Media stocks such as Pearson and Granada climbed today, reflecting a rising confidence that the sector is on the path to recovery following this year's slump in earnings and share prices.
Analysts said that confidence was underpinned by better prospects for the US and global economy, rather than an improvement in news flow from companies, which had remained mixed.
"There seems to be a lot of confidence the US stimulus package can avert a prolonged downturn," said Mr Simon Baker, media analyst at SG Securities.
In the FTSE 250, radio group Chrysalis jumped 12 per cent, exhibitions company Informa was up eight per cent and broadcaster Carlton Communications was up 5.5 per cent. Most other stocks in the sector were up on the day.
The FTSE media and photography sub-index has rallied over 1,000 points, or 28 per cent, since falling to a low of 3,538 points at the start of October.
Share prices slumped after the September 11th attacks on the United States and compounded concern about a deep recession.
"The sector's enjoying a strong rally from the lows of post-September 11th, when some shares almost had half their price eroded over the space of a few weeks," SG's Baker said.

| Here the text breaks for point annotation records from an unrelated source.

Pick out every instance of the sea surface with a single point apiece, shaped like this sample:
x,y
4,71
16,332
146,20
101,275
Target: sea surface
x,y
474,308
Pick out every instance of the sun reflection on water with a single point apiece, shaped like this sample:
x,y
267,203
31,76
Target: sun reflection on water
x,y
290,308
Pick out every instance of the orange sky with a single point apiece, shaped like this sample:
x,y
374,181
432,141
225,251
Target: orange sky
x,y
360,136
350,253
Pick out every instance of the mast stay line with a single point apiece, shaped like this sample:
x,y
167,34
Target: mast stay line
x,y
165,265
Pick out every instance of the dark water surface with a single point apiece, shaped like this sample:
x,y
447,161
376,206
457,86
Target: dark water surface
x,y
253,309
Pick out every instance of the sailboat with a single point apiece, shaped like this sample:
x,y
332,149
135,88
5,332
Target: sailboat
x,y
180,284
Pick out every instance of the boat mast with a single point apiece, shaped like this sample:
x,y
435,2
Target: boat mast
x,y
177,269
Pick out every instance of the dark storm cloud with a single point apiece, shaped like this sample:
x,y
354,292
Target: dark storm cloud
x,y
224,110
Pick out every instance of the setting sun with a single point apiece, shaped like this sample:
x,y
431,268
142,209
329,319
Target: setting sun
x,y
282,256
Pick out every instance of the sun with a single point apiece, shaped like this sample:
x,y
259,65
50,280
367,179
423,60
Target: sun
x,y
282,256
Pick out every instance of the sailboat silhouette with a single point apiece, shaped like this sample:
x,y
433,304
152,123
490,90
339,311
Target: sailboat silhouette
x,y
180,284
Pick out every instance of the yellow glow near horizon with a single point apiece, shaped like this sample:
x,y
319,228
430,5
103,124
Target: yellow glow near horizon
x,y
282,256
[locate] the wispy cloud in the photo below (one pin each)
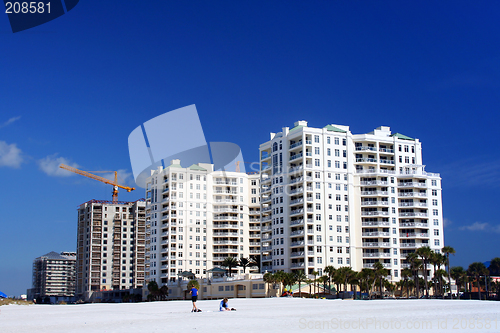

Other analysts agreed news of more interest rate cuts had raised hopes that media stocks will recover next year.
Companies have struggled as advertising income has slumped, the technology downturn has wiped out investments in dot-com projects, and exhibitions have been cancelled.
"Lots of investors appear to be taking the view that we're going to come out of the trough quicker than expected, so it will be a V-shaped recovery," said Ms Grace Fan, media analyst at Bank of America.
But Ms Fan said anticipation of the recovery could be premature, as more downgrades could still emerge for 2002 earnings, and price to earnings valuations still make the European media sector more expensive than the overall market.
Nevertheless, several dealers said an upgrade on the whole media sector by Lehman Brothers earlier this week had helped focus attention on the prospects for recovery.
Lehman raised its exposure to the European media sector to "overweight" from "neutral," as it said the sector now had attractive valuations.